Dave pondered, then shook his head. “I don’t think she said anything. Anyway it couldn’t have been any of Mum’s special pals like Dittany here or Miss Monk or Mrs. Trott or Mrs. Oakes. I’d have recognized them fast enough.”

“And so you would. Where did she go from the kitchen, can you tell me that?”

“No, I’m afraid I can’t. I’m so used to people wandering in and out of the museum, I don’t pay much attention. Maybe the plumber would know.”

“Then it behooves us to ask the plumber,” said Sergeant MacVicar, nothing daunted. “Good shooting, lads. Come, Deputy Monk. We may as well nip on over to Scottsbeck and draw a bow at a venture.”

CHAPTER 6

It was not to be supposed that Dittany, having been separated from Osbert for two interminable days and, more importantly, nights, would take kindly to the prospect of his tootling off to Scottsbeck without her.
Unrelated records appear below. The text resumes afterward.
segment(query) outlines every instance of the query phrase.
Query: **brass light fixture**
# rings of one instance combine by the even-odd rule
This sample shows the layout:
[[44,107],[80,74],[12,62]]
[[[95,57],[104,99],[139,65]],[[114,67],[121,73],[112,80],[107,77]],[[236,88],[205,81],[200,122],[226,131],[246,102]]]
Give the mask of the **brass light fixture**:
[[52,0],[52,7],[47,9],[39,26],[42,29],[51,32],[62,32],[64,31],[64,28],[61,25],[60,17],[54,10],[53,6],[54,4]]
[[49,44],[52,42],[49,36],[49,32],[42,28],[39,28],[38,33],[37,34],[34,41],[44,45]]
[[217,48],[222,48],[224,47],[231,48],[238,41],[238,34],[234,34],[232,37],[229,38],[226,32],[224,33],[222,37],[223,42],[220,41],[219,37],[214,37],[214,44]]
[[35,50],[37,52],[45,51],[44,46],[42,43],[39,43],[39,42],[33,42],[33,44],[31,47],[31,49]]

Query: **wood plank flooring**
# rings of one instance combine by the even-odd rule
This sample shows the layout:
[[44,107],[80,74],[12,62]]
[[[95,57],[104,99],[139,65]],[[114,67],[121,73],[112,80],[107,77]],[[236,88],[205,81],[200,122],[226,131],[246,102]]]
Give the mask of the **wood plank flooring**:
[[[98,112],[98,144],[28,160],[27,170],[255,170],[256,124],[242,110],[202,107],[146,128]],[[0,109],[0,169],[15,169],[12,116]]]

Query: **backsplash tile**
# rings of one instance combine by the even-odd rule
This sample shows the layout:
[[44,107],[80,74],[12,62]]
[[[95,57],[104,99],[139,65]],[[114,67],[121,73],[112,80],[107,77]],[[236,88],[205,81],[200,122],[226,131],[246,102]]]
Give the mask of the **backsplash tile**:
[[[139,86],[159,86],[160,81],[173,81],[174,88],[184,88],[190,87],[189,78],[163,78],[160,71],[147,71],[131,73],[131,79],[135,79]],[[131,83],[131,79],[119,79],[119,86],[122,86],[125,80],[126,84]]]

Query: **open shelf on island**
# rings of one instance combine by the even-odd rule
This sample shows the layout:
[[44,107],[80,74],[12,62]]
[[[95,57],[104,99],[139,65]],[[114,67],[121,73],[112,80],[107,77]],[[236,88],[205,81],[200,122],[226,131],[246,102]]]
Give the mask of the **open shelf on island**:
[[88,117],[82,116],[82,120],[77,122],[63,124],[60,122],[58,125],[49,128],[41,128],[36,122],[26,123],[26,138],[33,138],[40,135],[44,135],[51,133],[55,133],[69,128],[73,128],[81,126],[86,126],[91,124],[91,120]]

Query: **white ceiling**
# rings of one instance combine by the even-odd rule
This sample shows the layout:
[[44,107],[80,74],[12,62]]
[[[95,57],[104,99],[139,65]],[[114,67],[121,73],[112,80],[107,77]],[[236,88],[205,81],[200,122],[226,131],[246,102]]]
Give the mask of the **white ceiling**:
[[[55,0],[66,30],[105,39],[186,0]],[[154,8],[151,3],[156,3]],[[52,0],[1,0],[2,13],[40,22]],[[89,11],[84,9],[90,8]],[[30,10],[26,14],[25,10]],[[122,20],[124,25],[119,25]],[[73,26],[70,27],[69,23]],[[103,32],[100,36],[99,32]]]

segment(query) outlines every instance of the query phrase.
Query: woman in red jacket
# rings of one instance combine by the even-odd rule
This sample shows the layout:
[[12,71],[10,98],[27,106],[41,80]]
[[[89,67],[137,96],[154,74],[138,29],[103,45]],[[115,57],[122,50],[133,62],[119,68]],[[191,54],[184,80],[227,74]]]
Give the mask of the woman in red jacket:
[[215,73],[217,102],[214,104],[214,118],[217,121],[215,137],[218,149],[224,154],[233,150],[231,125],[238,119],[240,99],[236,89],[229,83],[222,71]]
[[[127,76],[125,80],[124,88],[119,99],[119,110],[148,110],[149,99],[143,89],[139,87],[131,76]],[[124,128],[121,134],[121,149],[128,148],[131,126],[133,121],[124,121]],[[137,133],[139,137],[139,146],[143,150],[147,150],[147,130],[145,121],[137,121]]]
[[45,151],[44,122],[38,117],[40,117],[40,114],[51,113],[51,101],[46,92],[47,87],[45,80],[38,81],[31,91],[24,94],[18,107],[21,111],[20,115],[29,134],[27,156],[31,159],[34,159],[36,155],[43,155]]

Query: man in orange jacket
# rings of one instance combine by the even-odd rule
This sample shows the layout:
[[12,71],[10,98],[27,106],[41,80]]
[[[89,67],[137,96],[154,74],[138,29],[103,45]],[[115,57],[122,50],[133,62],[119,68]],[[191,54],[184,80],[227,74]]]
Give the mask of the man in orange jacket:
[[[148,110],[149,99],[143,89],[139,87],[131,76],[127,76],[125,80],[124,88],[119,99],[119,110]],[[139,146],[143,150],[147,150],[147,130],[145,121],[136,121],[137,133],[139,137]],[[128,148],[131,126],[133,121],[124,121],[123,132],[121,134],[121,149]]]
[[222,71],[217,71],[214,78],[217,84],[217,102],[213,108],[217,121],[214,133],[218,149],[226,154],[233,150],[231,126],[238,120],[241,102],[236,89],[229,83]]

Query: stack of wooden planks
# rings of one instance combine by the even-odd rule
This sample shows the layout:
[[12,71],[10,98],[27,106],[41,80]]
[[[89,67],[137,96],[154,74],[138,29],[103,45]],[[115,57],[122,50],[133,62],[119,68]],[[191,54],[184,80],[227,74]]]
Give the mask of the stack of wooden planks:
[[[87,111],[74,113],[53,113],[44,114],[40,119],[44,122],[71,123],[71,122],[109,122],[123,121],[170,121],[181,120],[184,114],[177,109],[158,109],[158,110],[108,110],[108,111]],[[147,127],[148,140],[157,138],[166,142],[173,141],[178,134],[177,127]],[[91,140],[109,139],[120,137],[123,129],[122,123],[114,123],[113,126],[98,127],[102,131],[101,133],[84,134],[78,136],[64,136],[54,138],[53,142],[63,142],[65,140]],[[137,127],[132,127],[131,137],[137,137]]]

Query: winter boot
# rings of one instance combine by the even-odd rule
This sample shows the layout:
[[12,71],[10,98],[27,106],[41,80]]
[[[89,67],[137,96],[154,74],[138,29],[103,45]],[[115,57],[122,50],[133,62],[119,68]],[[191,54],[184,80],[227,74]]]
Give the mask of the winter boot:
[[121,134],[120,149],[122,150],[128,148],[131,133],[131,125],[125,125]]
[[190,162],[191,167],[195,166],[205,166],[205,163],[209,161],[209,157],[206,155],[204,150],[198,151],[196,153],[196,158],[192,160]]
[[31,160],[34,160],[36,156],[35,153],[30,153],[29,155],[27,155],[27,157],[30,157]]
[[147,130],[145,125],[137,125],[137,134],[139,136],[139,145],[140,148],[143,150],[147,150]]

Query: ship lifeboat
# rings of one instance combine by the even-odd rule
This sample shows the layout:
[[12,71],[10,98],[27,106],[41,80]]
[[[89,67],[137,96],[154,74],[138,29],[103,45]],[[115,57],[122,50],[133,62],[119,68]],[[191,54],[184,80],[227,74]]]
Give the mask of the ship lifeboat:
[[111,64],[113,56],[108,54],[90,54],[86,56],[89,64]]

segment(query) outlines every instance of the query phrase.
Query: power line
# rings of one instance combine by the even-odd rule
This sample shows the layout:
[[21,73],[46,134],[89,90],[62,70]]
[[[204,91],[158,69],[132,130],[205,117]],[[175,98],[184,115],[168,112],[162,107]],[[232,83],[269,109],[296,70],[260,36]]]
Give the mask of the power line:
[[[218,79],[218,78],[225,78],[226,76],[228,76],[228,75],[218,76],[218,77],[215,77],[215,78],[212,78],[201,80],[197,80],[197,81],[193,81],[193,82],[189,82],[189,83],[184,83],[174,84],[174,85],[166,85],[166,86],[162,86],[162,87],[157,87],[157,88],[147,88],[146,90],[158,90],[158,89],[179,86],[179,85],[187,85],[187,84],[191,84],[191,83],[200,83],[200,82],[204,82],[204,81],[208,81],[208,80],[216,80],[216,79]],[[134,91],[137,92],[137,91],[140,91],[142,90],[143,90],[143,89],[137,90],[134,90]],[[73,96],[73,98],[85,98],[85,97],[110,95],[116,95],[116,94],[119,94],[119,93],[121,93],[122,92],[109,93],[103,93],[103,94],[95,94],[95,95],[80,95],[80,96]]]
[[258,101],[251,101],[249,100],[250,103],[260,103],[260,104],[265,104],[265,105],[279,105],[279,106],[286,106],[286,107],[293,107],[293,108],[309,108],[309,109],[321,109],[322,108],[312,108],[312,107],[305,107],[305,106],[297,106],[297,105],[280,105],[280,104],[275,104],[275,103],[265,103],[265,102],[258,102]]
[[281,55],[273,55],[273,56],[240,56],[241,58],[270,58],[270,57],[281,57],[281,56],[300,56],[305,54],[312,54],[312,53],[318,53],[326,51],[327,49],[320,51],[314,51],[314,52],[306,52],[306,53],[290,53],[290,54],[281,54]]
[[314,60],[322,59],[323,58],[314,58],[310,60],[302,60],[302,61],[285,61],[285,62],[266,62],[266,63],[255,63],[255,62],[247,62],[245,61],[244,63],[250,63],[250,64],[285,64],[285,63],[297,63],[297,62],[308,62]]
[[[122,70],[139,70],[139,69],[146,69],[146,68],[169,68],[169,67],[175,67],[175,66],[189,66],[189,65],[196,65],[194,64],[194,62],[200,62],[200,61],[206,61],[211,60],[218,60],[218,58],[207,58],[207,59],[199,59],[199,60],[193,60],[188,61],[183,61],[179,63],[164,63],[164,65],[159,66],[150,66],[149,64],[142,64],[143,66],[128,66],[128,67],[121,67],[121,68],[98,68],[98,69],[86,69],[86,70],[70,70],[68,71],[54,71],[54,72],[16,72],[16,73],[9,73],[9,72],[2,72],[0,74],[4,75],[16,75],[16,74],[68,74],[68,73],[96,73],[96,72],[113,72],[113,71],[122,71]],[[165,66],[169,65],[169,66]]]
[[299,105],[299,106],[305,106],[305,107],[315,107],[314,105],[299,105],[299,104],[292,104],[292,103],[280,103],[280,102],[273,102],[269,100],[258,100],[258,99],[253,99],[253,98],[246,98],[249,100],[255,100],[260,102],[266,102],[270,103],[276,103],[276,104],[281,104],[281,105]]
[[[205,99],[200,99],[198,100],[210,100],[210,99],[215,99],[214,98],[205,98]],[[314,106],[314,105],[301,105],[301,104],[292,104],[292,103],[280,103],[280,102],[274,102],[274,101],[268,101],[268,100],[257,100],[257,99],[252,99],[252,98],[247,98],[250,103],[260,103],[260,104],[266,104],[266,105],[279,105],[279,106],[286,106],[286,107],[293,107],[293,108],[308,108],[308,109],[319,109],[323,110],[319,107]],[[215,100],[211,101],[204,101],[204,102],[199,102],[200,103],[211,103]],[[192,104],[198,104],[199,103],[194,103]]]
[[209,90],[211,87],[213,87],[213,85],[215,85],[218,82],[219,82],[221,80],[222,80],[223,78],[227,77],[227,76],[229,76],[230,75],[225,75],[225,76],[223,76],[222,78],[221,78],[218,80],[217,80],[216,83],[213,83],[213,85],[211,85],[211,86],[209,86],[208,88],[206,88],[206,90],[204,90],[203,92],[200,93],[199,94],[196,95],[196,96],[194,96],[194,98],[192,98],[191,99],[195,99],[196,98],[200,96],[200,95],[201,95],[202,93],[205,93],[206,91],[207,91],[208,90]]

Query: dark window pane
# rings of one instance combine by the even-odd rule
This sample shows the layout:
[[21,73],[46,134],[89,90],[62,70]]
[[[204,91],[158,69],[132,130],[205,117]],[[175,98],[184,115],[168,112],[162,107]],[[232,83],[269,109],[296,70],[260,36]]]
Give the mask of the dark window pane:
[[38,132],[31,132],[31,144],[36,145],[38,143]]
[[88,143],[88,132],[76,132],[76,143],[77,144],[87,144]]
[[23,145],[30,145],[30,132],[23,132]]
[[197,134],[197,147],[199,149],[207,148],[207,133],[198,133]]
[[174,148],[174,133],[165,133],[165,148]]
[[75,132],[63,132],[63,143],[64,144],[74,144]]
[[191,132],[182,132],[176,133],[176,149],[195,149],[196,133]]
When this fact was pointed out to him, Sergeant MacVicar not only understood but kindly volunteered to drive so the newlyweds could sit together in the back seat. Osbert blushed and said he didn’t mind driving and why didn’t they get Mrs. MacVicar and take her along, too, so she and the sergeant could sit in the back seat instead?

Sergeant MacVicar did not blush, but he did rub his chin and allow his bright blue eyes to twinkle once or twice. In the end, Mrs.

MacVicar and Dittany sat in back and discussed archery and garden club affairs, while their spouses sat in front and talked archery and crime detection, for that was how things were done in Lobelia Falls.

Cedric Fawcett, when they finally tracked him down sitting on a bench beside a muddy, sluggish creek, staring lugubriously into an empty Labatt’s bottle, was no earthly help at all. There’d been women in and out from time to time, and that was as far as they could get him to go. He hadn’t paid any attention to them. Why should he? He’d come to fix the sink trap, the sink trap he had fixed, and what more could they reasonably expect of him?

When had he left the museum?

After he’d fixed the sink trap.

Was that before or after Mr. Fairfield had been killed?

Cedric Fawcett didn’t know. He wouldn’t have known unless the body had turned up in the sink trap, which it hadn’t, eh.

What had he done after he’d left the museum?

He’d gone home and had a Labatt’s, naturally.

What were Mr. Fawcett’s plans for the immediate future?

He planned to go and get another Labatt’s. He arose from the bench to signify the interview was over and wandered, presumably beerward, through the gathering gloom. Mrs. MacVicar picked up her handbag and asked, “What shall we do next?”

“We might go get a Labatt’s,” Osbert ventured.

That struck them all as a reasonable suggestion. They went.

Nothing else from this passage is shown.